The timing is close enough that there’s obviously some guesswork involved here. But it really seems as if a deal was mostly in place by Thursday night, and most, if not all, of the details were agreed to before the LaGuardia action. The air traffic controllers may have added a final kick to get it over the finish line, but the real credit belongs, as it always has, to Nancy Pelosi, who kept her cool for 35 days and never allowed Trump to see even a glimmer of hope for a victory.
INSIGHT THE SECOND: Let’s assume that the sickout by the air traffic controllers, followed by the threat of a strike by the flight attendants, really did play a big role in ending the shutdown. How happy are we about that? Plenty of observers have noted that we can cause endless pain to ordinary workers and no one really cares, but produce a minor bit of chaos in our airports and suddenly it gets a ton of attention from reporters, CEOs, lobbyists, and other white-collar types who fly a lot. And once you have their attention, a solution must be found. Pronto.

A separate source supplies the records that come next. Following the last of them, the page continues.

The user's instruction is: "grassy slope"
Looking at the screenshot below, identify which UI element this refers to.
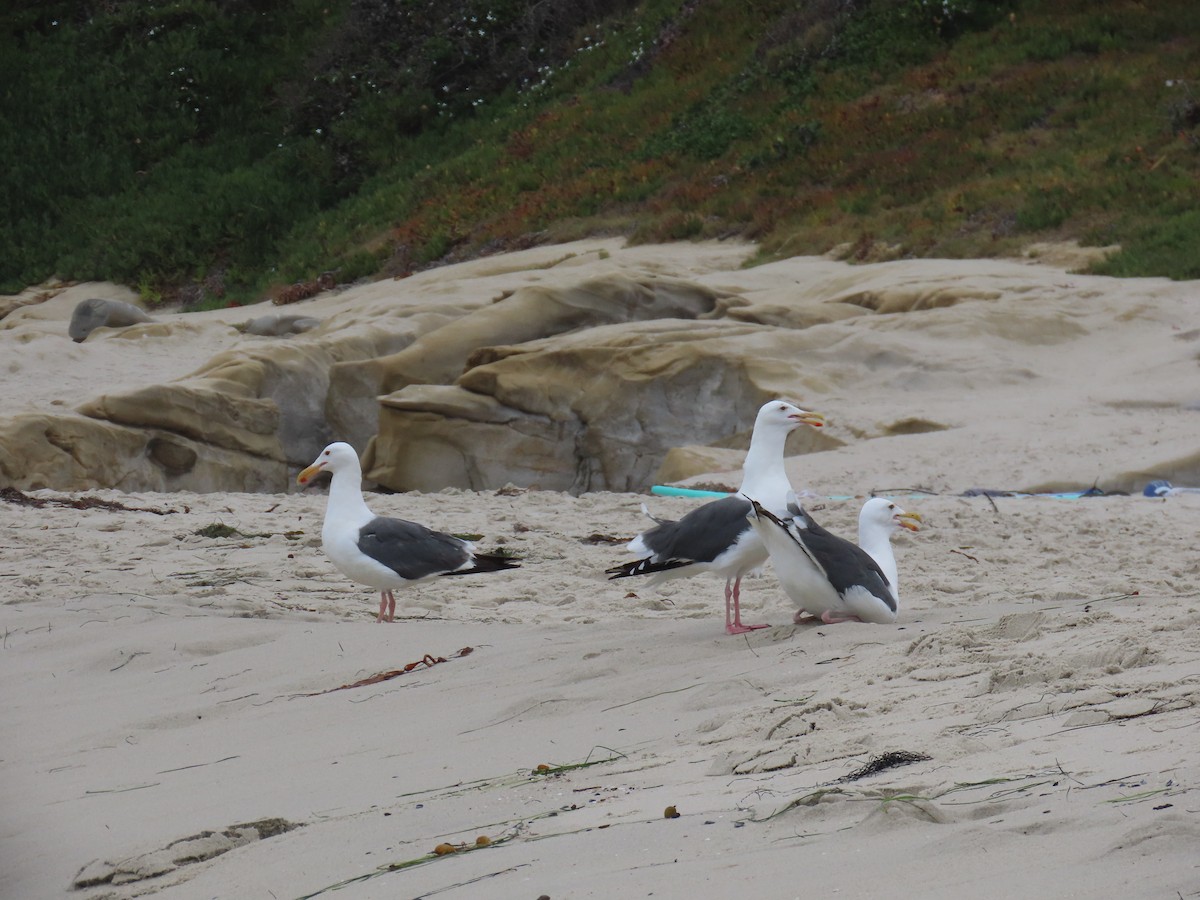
[2,0,1200,302]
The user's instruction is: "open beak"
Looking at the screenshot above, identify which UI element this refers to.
[296,462,325,485]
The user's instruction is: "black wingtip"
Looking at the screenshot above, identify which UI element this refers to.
[442,553,521,575]
[604,557,694,581]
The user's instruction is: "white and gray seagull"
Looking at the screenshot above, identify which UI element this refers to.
[605,400,824,635]
[296,440,517,622]
[748,497,920,625]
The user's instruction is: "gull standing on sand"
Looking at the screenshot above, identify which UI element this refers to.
[605,400,824,635]
[296,440,517,622]
[748,497,920,625]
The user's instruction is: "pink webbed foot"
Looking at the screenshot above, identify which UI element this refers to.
[725,622,770,635]
[725,578,770,635]
[376,590,396,623]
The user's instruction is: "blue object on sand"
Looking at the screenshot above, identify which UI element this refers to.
[650,485,730,498]
[1141,481,1171,497]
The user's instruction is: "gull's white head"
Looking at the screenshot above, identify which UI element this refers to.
[296,440,359,485]
[858,497,922,534]
[754,400,824,431]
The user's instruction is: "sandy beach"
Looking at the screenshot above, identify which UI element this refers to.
[0,241,1200,900]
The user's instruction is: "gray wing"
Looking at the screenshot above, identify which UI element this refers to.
[359,516,470,581]
[788,505,896,612]
[642,497,750,563]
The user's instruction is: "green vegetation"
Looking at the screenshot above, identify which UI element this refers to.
[0,0,1200,306]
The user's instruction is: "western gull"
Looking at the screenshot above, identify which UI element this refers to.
[296,440,517,622]
[605,400,824,635]
[748,497,920,625]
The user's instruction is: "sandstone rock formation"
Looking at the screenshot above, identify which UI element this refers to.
[0,241,1200,492]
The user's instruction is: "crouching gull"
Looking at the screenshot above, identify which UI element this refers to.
[296,440,517,622]
[605,400,824,635]
[748,497,920,625]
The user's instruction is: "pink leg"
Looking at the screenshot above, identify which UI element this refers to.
[725,578,769,635]
[821,610,862,625]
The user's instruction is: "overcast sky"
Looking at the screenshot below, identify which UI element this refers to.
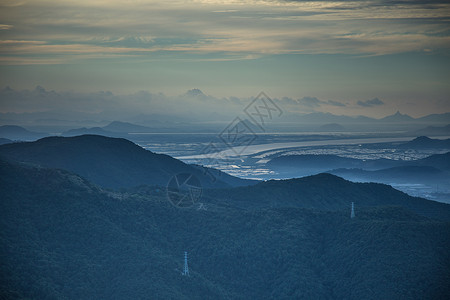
[0,0,450,117]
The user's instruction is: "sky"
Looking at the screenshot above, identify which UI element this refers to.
[0,0,450,117]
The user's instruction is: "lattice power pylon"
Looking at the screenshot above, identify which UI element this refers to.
[181,251,189,276]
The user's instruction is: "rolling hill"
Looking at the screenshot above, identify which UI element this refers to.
[0,135,255,188]
[0,160,450,299]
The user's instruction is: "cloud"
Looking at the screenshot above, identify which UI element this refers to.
[324,100,347,107]
[298,97,322,108]
[357,98,384,107]
[0,0,450,64]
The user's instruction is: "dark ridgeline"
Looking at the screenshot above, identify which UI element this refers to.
[0,137,450,299]
[0,135,255,188]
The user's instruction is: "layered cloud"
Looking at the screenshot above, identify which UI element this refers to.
[357,98,384,107]
[0,0,450,64]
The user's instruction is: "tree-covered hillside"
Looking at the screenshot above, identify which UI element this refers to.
[0,161,450,299]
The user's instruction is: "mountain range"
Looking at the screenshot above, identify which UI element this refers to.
[0,135,254,189]
[0,154,450,299]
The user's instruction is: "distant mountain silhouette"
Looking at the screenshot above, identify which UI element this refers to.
[397,136,450,149]
[0,125,48,141]
[0,138,13,145]
[409,124,450,136]
[329,166,450,185]
[61,127,123,137]
[102,121,154,133]
[379,111,415,123]
[0,135,253,188]
[207,173,450,221]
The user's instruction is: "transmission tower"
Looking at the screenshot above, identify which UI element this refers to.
[181,251,189,276]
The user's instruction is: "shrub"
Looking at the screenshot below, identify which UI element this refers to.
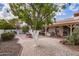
[1,32,15,41]
[67,31,79,45]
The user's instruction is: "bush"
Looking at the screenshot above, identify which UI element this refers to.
[22,26,29,33]
[67,32,79,45]
[1,32,15,41]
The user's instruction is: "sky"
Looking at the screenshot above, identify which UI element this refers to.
[0,3,79,21]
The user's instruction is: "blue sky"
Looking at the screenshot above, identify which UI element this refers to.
[0,3,79,21]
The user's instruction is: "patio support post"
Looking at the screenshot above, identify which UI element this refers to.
[70,25,72,35]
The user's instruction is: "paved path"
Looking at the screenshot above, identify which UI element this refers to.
[17,35,79,56]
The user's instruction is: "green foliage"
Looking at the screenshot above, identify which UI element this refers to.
[0,20,15,30]
[22,26,29,33]
[1,32,15,41]
[67,28,79,45]
[9,3,58,30]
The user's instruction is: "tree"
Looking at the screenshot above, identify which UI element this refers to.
[9,3,62,46]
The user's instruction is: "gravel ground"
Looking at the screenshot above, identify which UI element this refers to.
[17,35,79,56]
[0,39,22,56]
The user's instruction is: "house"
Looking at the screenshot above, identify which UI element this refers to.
[48,12,79,37]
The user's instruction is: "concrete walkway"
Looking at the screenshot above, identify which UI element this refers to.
[17,35,79,56]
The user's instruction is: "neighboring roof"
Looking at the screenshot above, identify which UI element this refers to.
[48,16,79,27]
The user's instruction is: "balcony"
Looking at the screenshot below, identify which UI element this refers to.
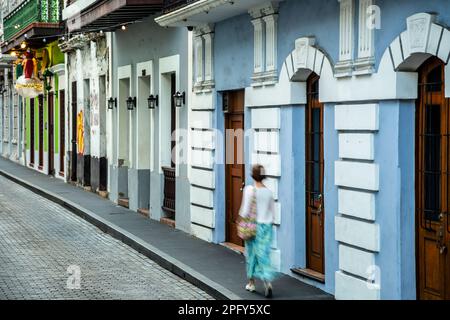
[63,0,164,32]
[155,0,268,27]
[2,0,63,52]
[163,0,199,14]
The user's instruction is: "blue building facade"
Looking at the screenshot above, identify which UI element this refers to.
[156,0,450,299]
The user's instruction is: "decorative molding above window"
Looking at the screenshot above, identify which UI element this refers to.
[354,0,376,75]
[335,0,354,77]
[194,24,215,93]
[249,2,278,87]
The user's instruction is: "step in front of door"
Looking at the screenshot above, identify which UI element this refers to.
[117,198,130,209]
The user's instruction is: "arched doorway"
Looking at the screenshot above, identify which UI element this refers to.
[415,57,450,299]
[305,73,325,278]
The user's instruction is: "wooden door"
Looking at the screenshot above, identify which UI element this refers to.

I dunno. Is this what we want? Do we really want the folks who run our air travel system to have this kind of power? I’m not so sure that would be a great thing. Luckily, I don’t think it’s what really caused the compromise measure to pass, so I don’t have to worry about it too much. But for those of you who think the air traffic controllers were a key part of ending the shutdown, this might be worth a bit of thought.